Gestern wäre ich um ein Haar in eine Rauferei mit einem
Autofahrer verwickelt worden – im wilden Osten, genauer in der Thurgauer Hauptstadt Frauenfeld.
Fehlverhalten und Selbstgerechtigkeit sind eine üble Mischung, besonders in
Kombination mit 1.5 Tonnen Blech.
Ich hatte gerade in der Walzmühle bei meinem Bruder Sjoerd das neue Notebook (1.5
Jahre alt, aber so gut wie neu) abgeholt und war kurz nach sechs Uhr abends auf meinem kleinen, grünen
Elend aufm Weg in Richtung Bahnhof. Vor dem Queren der Zürcherstrasse fielen
mir zwei Autos auf meiner Fahrspur auf: Eines stand mittig in der Fahrbahn, das
andere leicht nach rechts versetzt, aber längst nicht weit genug, um die Lücke zu schliessen. Den Blinker hatte keins von beiden gesetzt.
Also rollte ich rechts an den beiden Autos vorbei und verpasste
eine erste Lücke im Verkehr nur knapp – im Unterschied zum ersten Auto. Fünf Sekunden
später bot sich die nächste Lücke, also trat ich in die Pedale und überquerte die Strasse. Beim
Kontrollblick über die Schulter sah ich, wie das zweite Auto ohne zu blinken
nach rechts abbog – ein Verhalten, das für Velofahrer schlicht lebensgefährlich
ist.
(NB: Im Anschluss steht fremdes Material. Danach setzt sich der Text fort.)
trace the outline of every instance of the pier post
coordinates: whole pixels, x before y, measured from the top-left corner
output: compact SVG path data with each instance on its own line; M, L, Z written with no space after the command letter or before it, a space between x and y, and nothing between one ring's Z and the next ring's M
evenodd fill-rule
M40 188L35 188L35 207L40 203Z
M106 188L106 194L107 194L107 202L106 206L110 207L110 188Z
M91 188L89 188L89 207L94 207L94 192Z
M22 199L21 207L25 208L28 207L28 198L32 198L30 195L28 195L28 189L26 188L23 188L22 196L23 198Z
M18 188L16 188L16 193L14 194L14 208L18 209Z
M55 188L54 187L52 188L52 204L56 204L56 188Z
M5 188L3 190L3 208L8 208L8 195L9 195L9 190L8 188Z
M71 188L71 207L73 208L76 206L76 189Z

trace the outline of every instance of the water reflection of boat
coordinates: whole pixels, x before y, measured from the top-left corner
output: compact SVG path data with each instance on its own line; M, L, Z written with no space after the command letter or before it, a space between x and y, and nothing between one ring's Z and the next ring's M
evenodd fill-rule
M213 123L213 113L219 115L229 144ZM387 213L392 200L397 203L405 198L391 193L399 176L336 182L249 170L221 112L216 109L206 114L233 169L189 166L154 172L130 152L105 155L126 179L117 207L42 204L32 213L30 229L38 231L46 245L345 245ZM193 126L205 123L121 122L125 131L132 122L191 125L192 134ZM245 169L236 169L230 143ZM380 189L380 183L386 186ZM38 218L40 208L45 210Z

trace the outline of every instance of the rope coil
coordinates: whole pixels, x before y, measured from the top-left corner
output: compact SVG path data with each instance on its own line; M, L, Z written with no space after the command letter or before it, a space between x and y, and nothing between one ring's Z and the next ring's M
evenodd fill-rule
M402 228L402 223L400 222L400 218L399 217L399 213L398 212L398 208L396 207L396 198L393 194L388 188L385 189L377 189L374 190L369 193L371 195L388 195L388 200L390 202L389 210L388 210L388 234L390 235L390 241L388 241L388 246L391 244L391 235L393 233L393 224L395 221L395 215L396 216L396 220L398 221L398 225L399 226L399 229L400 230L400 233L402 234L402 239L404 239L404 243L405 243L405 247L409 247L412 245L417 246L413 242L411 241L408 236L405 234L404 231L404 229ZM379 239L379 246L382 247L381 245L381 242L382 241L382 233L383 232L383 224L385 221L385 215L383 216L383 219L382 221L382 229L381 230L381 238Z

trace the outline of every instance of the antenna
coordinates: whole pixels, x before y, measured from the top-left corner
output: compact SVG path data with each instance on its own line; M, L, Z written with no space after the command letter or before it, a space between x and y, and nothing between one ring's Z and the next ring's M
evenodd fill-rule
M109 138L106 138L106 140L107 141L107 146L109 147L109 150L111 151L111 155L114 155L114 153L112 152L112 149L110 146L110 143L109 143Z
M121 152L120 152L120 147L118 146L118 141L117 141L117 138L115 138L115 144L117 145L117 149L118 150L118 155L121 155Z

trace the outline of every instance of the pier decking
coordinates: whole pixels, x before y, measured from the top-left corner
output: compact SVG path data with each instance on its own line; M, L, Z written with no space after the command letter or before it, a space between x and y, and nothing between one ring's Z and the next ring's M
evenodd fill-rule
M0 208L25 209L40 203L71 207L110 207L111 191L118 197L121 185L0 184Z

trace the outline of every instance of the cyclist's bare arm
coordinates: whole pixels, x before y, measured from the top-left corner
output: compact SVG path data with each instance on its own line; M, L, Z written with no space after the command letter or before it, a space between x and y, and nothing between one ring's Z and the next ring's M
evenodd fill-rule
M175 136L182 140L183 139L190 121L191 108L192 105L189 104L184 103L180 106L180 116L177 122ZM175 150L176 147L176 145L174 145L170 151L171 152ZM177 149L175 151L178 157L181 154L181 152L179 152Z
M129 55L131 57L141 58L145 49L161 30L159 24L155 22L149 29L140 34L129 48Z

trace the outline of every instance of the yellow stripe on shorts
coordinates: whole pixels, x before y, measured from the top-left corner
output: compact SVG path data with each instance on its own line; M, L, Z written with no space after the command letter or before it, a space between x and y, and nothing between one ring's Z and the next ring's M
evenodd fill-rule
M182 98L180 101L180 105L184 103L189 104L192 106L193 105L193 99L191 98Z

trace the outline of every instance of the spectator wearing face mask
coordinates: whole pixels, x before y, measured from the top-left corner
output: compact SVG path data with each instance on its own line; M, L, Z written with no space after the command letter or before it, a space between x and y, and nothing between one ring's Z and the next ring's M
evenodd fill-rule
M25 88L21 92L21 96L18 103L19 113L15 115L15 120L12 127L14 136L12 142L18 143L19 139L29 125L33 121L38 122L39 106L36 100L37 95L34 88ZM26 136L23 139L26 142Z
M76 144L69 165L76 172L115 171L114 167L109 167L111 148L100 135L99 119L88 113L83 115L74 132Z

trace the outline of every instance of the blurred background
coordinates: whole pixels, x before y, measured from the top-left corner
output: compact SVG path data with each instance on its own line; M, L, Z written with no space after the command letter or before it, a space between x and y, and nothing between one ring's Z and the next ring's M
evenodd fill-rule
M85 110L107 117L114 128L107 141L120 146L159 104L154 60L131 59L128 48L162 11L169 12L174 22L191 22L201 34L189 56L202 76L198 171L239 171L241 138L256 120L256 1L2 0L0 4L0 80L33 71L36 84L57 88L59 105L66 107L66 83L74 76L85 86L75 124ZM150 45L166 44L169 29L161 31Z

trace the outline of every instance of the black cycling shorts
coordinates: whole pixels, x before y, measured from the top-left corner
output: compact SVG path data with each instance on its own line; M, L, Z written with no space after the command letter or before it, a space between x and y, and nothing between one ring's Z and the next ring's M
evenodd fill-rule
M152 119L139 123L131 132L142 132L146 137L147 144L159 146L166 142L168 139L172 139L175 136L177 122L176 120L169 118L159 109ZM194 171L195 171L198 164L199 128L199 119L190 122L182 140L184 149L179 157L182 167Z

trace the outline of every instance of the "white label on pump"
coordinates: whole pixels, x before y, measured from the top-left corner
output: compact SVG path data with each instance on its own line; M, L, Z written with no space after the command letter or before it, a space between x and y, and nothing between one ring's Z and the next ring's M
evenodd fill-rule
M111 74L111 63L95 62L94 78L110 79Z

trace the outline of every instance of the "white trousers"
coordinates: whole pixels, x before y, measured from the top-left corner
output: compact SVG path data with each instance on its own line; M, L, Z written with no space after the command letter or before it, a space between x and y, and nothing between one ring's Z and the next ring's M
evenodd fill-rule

Worauf ich den Autofahrer mit einer unmissverständlichen, in ganz Europa verständlichen Geste auf sein Fehlverhalten aufmerksam
machte, begleitet von einem „Blinke gefälligst, wenn Du rechts abbiegst!“
Der Blechkutscher reagierte sofort: Mit quietschenden Reifen
änderte er seine Fahrtrichtung und setzte mir nach. Ich legte mein Bike gleich
aufs Trottoir ab und stellte mich auf die Fahrbahn, in Erwartung des Hitzkopfes. Tatsächlich kam der Depp in seinem
Popel-Opel in der 30er Zone mit 50 Sachen auf mich zugeschossen, bremste hart, warf die Fahrertüre auf, sprang heraus und begann gleich zu Zetern:
„Muss ich die Polizei holen? Rechtsüberholen ist nicht erlaubt, Du Arschloch!“
Sein Kopf war gerötet, sein Atem nicht eben frisch und die Distanz zu meinem
Gesicht nahm rasant auf etwa fünf Zentimeter ab.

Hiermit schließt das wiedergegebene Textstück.